Genotyping was performed using a real-time PCR (7300 Real-Time PCR system, Applied Biosystems, Foster City, CA, USA) based allelic discrimination assay using 3 μL of DNA at 15 ng/μL concentration and TaqMan probes (Applied Biosystems Foster City CA, USA). In each template, were included 3 non-template controls, and 1% of the samples were genotyped in duplicate as an allele assignment control. Detection Software (SDS v. 1.4, Applied Biosystems). VIC™ and FAM™ dyes were used for alleles A and B, respectively.

Genotype frequency

All smokers in the study were compared by full genotype frequency according to the smoking-related variables.

Ethical approval

The protocol was approved by INER science and research bioethics and biosecurity committees (protocol number B15-16).

Specifications table

Subject area	Genomic medicine
More specific subject area	Genetic epidemiology
Type of data	Tables.
How data was acquired	Smoking pattern survey, allelic discrimination assay by real-time PCR (Applied Biosystems, Foster City, CA, USA)
Data format	Filtered and analyzed.
Experimental factors	Peripheral blood sample, DNA extraction by BDtract DNA isolation kit (Maxim Biotech, Inc. San Francisco, California, USA).
Experimental features	Genotyping was performed using 3 μL of DNA at 15 ng/μL concentration and TaqMan probes (Applied Biosystems Foster City CA, USA). In each template, we included 3 non-template controls, and 1% of the samples were genotyped in duplicate as an allele assignment control.
Data source location	HLA Laboratory, Instituto Nacional de Enfermedades Respiratorias Ismael Cosío Villegas (INER) at México City
Data accessibility	Accessible from this article; DNA sample and raw data are available for further analyses in collaborative studies.
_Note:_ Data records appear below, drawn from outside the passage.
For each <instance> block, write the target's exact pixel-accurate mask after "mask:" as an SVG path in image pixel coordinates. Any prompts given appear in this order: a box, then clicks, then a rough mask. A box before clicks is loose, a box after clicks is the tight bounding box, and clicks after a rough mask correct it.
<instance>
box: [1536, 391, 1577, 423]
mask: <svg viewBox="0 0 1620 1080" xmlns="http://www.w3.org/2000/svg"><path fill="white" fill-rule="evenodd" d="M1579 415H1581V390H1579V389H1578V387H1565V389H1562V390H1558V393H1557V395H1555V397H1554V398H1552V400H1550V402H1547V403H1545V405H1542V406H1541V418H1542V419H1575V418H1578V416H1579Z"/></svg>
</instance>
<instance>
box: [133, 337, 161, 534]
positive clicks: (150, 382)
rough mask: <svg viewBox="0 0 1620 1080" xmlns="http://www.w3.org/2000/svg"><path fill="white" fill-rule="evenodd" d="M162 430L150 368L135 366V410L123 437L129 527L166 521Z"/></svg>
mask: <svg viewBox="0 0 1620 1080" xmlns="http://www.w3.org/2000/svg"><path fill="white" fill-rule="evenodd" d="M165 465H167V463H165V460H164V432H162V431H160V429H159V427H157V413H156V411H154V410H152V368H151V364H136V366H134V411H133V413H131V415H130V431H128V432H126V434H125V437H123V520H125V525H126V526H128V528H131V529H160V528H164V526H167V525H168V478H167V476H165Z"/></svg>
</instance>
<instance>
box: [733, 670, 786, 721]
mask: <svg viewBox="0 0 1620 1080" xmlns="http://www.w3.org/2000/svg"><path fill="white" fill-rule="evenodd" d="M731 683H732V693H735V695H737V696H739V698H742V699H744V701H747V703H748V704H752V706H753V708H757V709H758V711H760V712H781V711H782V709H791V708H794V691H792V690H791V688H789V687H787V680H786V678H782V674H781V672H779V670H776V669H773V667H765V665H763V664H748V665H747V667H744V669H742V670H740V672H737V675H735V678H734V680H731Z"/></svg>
Value of the data• Comparing and analyzing in other populations offer an opportunity to find causal genetic variants in tobacco smoking-related variables. • The analysis in mestizo smokers validates previous reports in Caucasian populations. • Further studies in other mestizo populations, with different degrees of Amerindian/Caucasian contribution, are desirables.